I'm watching National Geographic, and it was just showing a wasp which they called the "giant hornet". They discribed its predation on beehives: It starts off decapitating the workers at the hive entrance. It is immune to their stings. "Before long, no honeybees remain alive." It then enters the hive to gorge on the honey. Afterwards, it starts stealing the HB's brood to feed to its own.

Googling, I found one species, the Asian or Japanese Giant Hornet (Vespa mandarinia Smith, 1852) carries this reputation and is reputed to be a great hassle to Japanese Beeks. The European Giant Hornet (Vespa crabro) was first reported in the U.S. in 1840 New York. In my breif look, I didn't see that it carries the same report with Beeks as the Japanese one does, and I didn't see a report that the Japanese one lives in the U.S...
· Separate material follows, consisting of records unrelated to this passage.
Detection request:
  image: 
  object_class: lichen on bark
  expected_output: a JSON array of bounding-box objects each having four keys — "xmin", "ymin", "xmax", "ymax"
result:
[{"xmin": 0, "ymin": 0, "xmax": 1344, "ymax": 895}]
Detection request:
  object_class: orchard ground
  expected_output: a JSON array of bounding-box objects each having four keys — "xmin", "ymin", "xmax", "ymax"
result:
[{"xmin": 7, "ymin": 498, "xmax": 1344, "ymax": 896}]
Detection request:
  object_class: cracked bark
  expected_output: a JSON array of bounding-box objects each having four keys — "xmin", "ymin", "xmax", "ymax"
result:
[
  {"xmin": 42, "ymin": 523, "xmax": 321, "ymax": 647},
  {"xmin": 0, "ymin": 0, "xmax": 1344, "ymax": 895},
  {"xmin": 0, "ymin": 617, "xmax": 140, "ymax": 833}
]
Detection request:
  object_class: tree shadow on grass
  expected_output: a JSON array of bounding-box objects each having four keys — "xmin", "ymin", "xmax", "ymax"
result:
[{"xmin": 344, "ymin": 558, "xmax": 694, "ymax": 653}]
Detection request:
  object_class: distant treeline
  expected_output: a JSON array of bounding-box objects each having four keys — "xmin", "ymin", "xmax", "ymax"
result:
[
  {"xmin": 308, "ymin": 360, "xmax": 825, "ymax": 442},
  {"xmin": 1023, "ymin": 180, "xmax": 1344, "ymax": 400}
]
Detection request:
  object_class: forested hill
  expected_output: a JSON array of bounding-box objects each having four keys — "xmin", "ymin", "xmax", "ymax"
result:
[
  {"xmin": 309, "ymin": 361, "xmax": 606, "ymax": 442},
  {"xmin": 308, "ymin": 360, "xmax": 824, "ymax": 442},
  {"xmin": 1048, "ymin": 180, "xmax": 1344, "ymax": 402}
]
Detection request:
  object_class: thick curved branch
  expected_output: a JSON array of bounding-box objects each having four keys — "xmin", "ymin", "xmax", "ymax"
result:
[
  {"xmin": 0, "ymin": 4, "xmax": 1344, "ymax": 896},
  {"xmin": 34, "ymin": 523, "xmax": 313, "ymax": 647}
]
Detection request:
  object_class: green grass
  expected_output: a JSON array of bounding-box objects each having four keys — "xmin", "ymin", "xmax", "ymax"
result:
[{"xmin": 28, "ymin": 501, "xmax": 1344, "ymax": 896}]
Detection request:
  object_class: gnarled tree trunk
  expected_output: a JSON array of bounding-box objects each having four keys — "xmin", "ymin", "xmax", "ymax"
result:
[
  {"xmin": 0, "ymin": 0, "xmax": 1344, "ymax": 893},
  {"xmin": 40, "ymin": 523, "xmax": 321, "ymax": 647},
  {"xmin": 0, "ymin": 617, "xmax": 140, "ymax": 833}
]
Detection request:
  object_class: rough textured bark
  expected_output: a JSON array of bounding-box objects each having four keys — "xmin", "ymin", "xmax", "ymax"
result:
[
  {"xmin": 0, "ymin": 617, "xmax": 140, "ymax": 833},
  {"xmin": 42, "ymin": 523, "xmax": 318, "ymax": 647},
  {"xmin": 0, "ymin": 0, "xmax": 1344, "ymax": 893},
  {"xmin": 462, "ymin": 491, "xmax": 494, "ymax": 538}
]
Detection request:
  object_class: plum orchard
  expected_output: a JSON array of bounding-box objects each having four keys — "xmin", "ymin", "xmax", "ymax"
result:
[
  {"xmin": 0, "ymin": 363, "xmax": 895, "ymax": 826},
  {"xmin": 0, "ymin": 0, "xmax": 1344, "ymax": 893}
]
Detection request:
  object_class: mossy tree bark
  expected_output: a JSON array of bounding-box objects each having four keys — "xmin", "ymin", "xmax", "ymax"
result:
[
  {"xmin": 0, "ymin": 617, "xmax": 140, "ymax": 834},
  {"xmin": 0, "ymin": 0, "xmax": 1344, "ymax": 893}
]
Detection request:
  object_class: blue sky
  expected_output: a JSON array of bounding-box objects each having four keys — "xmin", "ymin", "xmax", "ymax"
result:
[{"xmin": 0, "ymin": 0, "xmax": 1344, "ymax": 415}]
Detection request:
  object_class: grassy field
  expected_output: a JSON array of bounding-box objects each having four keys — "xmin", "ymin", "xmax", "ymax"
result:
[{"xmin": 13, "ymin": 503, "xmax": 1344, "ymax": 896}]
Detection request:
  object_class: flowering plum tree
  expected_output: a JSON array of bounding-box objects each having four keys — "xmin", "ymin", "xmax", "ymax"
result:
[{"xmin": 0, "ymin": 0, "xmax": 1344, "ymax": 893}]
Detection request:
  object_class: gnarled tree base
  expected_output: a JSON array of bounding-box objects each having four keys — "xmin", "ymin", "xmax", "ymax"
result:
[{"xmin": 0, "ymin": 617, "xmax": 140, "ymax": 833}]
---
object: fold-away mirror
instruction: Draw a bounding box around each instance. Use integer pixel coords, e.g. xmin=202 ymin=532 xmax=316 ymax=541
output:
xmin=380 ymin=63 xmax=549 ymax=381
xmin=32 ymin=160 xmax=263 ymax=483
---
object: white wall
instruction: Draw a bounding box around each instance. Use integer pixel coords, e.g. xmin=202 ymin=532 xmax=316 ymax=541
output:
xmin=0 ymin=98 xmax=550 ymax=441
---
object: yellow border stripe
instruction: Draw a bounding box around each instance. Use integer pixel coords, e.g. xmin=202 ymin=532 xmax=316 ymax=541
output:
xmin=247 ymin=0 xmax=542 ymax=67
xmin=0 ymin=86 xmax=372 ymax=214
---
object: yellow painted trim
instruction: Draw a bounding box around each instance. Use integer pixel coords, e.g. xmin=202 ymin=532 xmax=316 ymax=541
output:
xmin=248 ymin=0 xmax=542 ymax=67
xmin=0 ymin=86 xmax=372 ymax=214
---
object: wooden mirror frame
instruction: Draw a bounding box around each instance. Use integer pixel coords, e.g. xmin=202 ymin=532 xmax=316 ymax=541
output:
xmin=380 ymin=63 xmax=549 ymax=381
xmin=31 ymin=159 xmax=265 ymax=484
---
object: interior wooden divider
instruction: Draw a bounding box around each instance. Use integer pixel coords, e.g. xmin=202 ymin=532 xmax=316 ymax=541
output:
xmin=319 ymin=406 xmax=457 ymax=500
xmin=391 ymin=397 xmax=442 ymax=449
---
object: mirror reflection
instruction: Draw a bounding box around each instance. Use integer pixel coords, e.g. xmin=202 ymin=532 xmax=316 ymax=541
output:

Anyone with more knowledge on the insect(s)? I would dig deeper myself, but haven't come across it in local beekeeping yet. 

Waya


----------



## Antero (Jan 9, 2005)

HORNETS FROM HELL 
Broadband: 
http://www.olympus.co.jp/en/magazine/pursuit/feature_article/jan2003/movie_mp_b.cfm 

Terry


----------



## George Fergusson (May 19, 2005)

I watched that video and had nightmares.


----------



## GaSteve (Apr 28, 2004)

Anyone who keeps bees will definitely need therapy after watching it.

But what this clip doesn't show that the National Geographic special does is the native Japanese honeybees have developed a rather ingenious defense mechanism.

When a giant hornet scout approaches the honeybee hive, they wait until the scout is through the entrance then they almost instantly surround the scout with a baseball size cluster and start raising the temperature until the scout is roasted alive. Apparently the temperature required to kill the scout is only about 2-3 degrees less than what's needed to kill the honeybees

Fascinating stuff.


----------



## FordGuy (Jul 10, 2005)

i thought balling the hornet was amazing!!!! I still shake my head in wonder.


----------



## Kieck (Dec 2, 2005)

The video is amazing. Japanese hornets are not found in the U.S., and even the European hornet (Vespa crabro) isn't widespread in the U.S. Beekeepers wouldn't be put out of business by these insects, anyway. These attacks are on individual hives. Think of the damage a bear can do to a hive, yet many people still keep bees even in areas with high bear populations.


----------



## TwT (Aug 5, 2004)

here's some new studies on how the bee's kill the hornet with heat called balling.....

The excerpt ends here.